Catedrático de Derecho financiero y tributario

Siempre me ha parecido magnífico este fragmento de la obra Respiración artificial, de RICARDO PIGLIA, que dice así:

“Déjeme que le cuente una historia. Una vez estuve internado en un hospital, en Varsovia. Inmóvil, sin poder valerme de mi cuerpo, acompañado por otra melancólica serie de inválidos. Tedio, monotonía, introspección. Una larga sala blanca, una hilera de camas, era como estar en la cárcel. Había una sola ventana, al fondo. Uno de los enfermos, un tipo huesudo, afiebrado, consumido por el cáncer, un hijo de franceses llamado Guy, había tenido la suerte de caer cerca de ese agujero. Desde allí, incorporándose apenas, podía mirar hacia fuera, ver la calle. ¡Qué espectáculo! Una plaza, agua, palomas, gente que pasa. Otro mundo. Se aferraba con desesperación a ese lugar y nos contaba lo que veía. Era un privilegiado. Lo detestábamos. Esperábamos, voy a ser franco, que se muriera para poder sustituirlo. Hacíamos cálculos. Por fin, murió. Después de complicadas maniobras y sobornos conseguí que me trasladaran a esa cama al final de la sala y pude ocupar su sitio. Bien, le digo a Renzi. Bien. Desde la ventana sólo se alcanzaba a ver un muro gris y un fragmento de cielo sucio. Yo también, por supuesto, empecé a contarles a los demás sobre la plaza y sobre las palomas y sobre el movimiento de la calle”.

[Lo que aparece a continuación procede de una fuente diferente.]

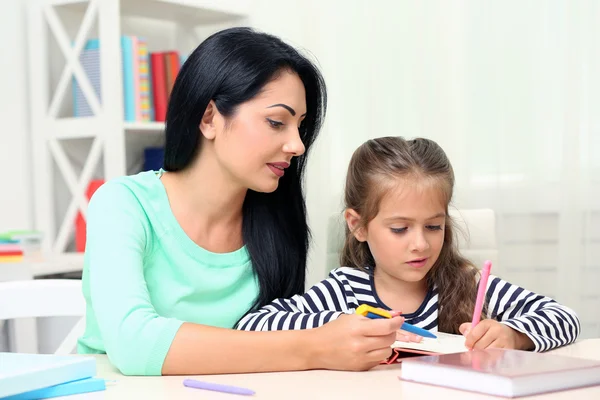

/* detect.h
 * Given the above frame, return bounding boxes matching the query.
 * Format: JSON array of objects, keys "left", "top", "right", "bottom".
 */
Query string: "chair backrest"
[
  {"left": 327, "top": 209, "right": 498, "bottom": 273},
  {"left": 0, "top": 279, "right": 85, "bottom": 354}
]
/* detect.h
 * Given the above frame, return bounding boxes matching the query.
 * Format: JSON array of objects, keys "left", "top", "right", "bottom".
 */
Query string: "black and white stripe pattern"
[{"left": 237, "top": 267, "right": 581, "bottom": 351}]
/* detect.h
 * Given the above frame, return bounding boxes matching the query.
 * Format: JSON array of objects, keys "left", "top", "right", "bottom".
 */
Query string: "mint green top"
[{"left": 77, "top": 171, "right": 258, "bottom": 375}]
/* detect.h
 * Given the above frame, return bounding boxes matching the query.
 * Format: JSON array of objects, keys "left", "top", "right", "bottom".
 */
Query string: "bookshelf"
[{"left": 27, "top": 0, "right": 250, "bottom": 274}]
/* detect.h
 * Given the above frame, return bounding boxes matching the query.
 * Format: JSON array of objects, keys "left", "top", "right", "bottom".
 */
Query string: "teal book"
[
  {"left": 0, "top": 378, "right": 106, "bottom": 400},
  {"left": 0, "top": 352, "right": 96, "bottom": 398}
]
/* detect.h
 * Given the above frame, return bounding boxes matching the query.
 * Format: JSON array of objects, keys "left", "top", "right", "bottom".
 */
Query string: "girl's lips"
[
  {"left": 267, "top": 163, "right": 285, "bottom": 178},
  {"left": 407, "top": 258, "right": 427, "bottom": 268}
]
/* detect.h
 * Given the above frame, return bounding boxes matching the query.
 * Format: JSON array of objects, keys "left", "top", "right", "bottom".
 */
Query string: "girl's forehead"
[{"left": 379, "top": 179, "right": 448, "bottom": 219}]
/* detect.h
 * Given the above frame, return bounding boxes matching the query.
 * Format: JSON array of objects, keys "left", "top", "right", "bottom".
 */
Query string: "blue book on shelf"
[
  {"left": 121, "top": 36, "right": 135, "bottom": 121},
  {"left": 0, "top": 378, "right": 106, "bottom": 400},
  {"left": 0, "top": 353, "right": 96, "bottom": 398}
]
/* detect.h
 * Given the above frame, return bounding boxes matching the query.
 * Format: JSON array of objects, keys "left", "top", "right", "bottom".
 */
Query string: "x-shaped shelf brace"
[{"left": 44, "top": 0, "right": 104, "bottom": 253}]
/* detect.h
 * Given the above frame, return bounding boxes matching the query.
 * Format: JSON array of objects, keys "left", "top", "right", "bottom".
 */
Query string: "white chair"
[
  {"left": 327, "top": 209, "right": 498, "bottom": 272},
  {"left": 0, "top": 279, "right": 85, "bottom": 355}
]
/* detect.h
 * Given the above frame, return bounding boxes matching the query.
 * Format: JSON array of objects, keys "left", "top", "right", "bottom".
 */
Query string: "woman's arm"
[
  {"left": 487, "top": 277, "right": 581, "bottom": 351},
  {"left": 162, "top": 315, "right": 404, "bottom": 375},
  {"left": 84, "top": 182, "right": 403, "bottom": 375},
  {"left": 237, "top": 272, "right": 351, "bottom": 331}
]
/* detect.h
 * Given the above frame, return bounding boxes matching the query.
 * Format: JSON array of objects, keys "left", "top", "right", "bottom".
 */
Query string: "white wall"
[{"left": 0, "top": 0, "right": 32, "bottom": 232}]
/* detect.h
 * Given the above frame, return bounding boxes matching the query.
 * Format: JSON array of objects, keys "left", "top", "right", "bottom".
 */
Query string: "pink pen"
[{"left": 471, "top": 260, "right": 492, "bottom": 329}]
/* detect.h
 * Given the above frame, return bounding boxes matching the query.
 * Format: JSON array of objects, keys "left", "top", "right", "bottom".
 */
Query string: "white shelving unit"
[{"left": 28, "top": 0, "right": 250, "bottom": 275}]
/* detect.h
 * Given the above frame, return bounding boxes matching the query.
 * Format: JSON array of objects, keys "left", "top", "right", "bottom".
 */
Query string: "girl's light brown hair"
[{"left": 340, "top": 137, "right": 485, "bottom": 333}]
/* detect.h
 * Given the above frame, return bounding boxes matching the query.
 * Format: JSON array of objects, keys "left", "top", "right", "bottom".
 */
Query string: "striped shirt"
[{"left": 237, "top": 267, "right": 581, "bottom": 351}]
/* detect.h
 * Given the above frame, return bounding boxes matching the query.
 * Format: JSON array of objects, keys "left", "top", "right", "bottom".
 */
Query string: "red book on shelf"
[
  {"left": 150, "top": 53, "right": 167, "bottom": 121},
  {"left": 164, "top": 51, "right": 179, "bottom": 98},
  {"left": 0, "top": 249, "right": 23, "bottom": 256},
  {"left": 75, "top": 179, "right": 104, "bottom": 253}
]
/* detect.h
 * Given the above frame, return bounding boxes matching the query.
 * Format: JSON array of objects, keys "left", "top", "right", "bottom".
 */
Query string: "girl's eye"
[{"left": 267, "top": 118, "right": 283, "bottom": 129}]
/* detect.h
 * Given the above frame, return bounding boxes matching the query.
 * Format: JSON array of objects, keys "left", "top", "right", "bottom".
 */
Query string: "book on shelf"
[{"left": 73, "top": 36, "right": 185, "bottom": 122}]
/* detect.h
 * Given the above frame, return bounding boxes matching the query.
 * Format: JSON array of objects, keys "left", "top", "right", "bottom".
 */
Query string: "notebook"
[
  {"left": 0, "top": 352, "right": 96, "bottom": 398},
  {"left": 383, "top": 332, "right": 469, "bottom": 364},
  {"left": 400, "top": 349, "right": 600, "bottom": 397}
]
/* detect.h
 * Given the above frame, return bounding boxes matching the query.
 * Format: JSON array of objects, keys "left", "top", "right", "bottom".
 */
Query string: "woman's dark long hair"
[{"left": 164, "top": 28, "right": 327, "bottom": 310}]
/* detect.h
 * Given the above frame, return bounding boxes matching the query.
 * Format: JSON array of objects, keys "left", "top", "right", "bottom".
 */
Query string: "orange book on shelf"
[{"left": 150, "top": 53, "right": 168, "bottom": 122}]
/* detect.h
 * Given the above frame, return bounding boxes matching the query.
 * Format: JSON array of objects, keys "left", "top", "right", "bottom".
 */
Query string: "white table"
[
  {"left": 0, "top": 253, "right": 83, "bottom": 353},
  {"left": 64, "top": 339, "right": 600, "bottom": 400}
]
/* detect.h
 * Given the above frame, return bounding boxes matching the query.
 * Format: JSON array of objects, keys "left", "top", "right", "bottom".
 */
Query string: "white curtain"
[{"left": 256, "top": 0, "right": 600, "bottom": 337}]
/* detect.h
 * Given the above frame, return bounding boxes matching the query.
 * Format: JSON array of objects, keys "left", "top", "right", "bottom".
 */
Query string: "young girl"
[{"left": 238, "top": 137, "right": 580, "bottom": 351}]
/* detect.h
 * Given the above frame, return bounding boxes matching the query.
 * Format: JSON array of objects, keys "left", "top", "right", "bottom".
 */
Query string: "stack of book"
[
  {"left": 73, "top": 36, "right": 183, "bottom": 122},
  {"left": 0, "top": 353, "right": 106, "bottom": 400}
]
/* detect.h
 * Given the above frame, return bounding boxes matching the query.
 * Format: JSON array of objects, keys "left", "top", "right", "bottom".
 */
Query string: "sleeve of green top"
[{"left": 86, "top": 182, "right": 183, "bottom": 375}]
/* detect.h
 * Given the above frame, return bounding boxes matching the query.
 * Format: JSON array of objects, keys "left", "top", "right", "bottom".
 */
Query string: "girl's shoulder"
[{"left": 329, "top": 267, "right": 371, "bottom": 285}]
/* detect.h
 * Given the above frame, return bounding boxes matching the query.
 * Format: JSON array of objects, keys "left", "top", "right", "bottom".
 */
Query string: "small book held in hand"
[{"left": 400, "top": 349, "right": 600, "bottom": 397}]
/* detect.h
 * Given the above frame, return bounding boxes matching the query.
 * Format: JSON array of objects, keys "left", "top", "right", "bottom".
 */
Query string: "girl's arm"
[
  {"left": 84, "top": 182, "right": 402, "bottom": 375},
  {"left": 487, "top": 276, "right": 581, "bottom": 351},
  {"left": 237, "top": 271, "right": 356, "bottom": 331}
]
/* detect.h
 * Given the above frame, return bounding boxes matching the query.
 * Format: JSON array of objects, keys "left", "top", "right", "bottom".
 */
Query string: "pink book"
[
  {"left": 131, "top": 36, "right": 142, "bottom": 121},
  {"left": 400, "top": 349, "right": 600, "bottom": 398}
]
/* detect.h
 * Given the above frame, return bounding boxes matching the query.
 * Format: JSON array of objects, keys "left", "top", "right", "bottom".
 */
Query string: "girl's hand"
[
  {"left": 459, "top": 319, "right": 534, "bottom": 350},
  {"left": 390, "top": 311, "right": 423, "bottom": 343},
  {"left": 309, "top": 314, "right": 404, "bottom": 371}
]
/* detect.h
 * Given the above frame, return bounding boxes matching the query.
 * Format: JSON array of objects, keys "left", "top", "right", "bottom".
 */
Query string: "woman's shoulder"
[{"left": 90, "top": 171, "right": 164, "bottom": 208}]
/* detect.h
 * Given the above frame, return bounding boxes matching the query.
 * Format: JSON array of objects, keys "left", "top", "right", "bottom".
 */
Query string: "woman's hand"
[
  {"left": 396, "top": 330, "right": 423, "bottom": 343},
  {"left": 310, "top": 314, "right": 404, "bottom": 371},
  {"left": 459, "top": 319, "right": 534, "bottom": 350}
]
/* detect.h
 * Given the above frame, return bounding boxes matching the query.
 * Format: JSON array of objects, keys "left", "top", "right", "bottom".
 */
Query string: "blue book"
[
  {"left": 0, "top": 353, "right": 96, "bottom": 398},
  {"left": 0, "top": 378, "right": 106, "bottom": 400},
  {"left": 121, "top": 36, "right": 135, "bottom": 121}
]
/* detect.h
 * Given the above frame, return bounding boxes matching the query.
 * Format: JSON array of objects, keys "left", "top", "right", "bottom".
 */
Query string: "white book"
[{"left": 400, "top": 349, "right": 600, "bottom": 398}]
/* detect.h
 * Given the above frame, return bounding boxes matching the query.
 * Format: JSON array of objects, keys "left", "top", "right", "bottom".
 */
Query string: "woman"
[{"left": 78, "top": 28, "right": 402, "bottom": 375}]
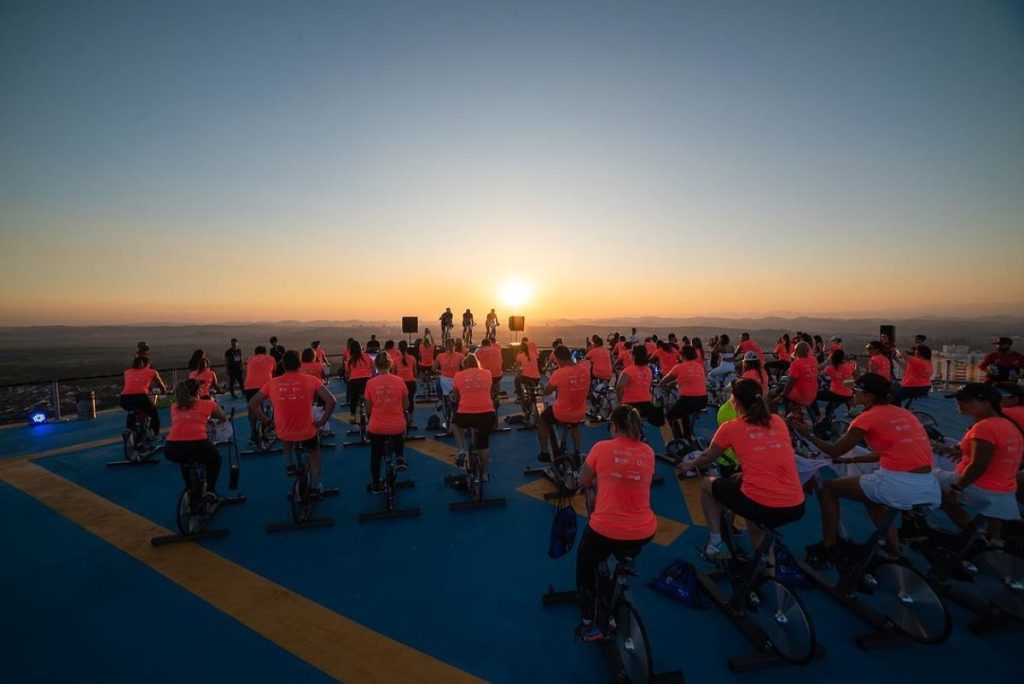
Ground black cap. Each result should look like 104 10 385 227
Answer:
946 382 1002 403
851 373 893 397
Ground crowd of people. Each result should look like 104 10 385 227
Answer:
121 321 1024 640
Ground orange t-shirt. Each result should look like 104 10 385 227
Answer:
260 371 323 441
1001 405 1024 430
669 360 708 396
455 369 495 414
437 351 462 378
244 354 278 389
515 352 541 380
867 354 893 380
654 349 679 375
712 415 804 508
476 344 503 378
587 436 657 541
299 361 324 379
420 343 434 366
956 416 1024 494
850 404 932 472
903 356 934 387
167 399 217 441
548 366 590 423
786 356 818 404
822 361 857 396
121 369 157 396
623 365 651 403
345 351 374 380
365 373 409 434
188 369 217 396
394 351 416 382
587 346 611 380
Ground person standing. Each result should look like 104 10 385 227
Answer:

Desde una visión humana y, por supuesto, literaria, está muy bien esta historia –estimo, como afirma JUAN GOYTISOLO en Paisajes después de la batalla, que un buen relato ficticio vale por cien verdades si respeta mejor que ellas las leyes de la verosimilitud–, y yo también obraría, así lo creo, o al menos quiero creerlo, de igual forma que nuestro protagonista.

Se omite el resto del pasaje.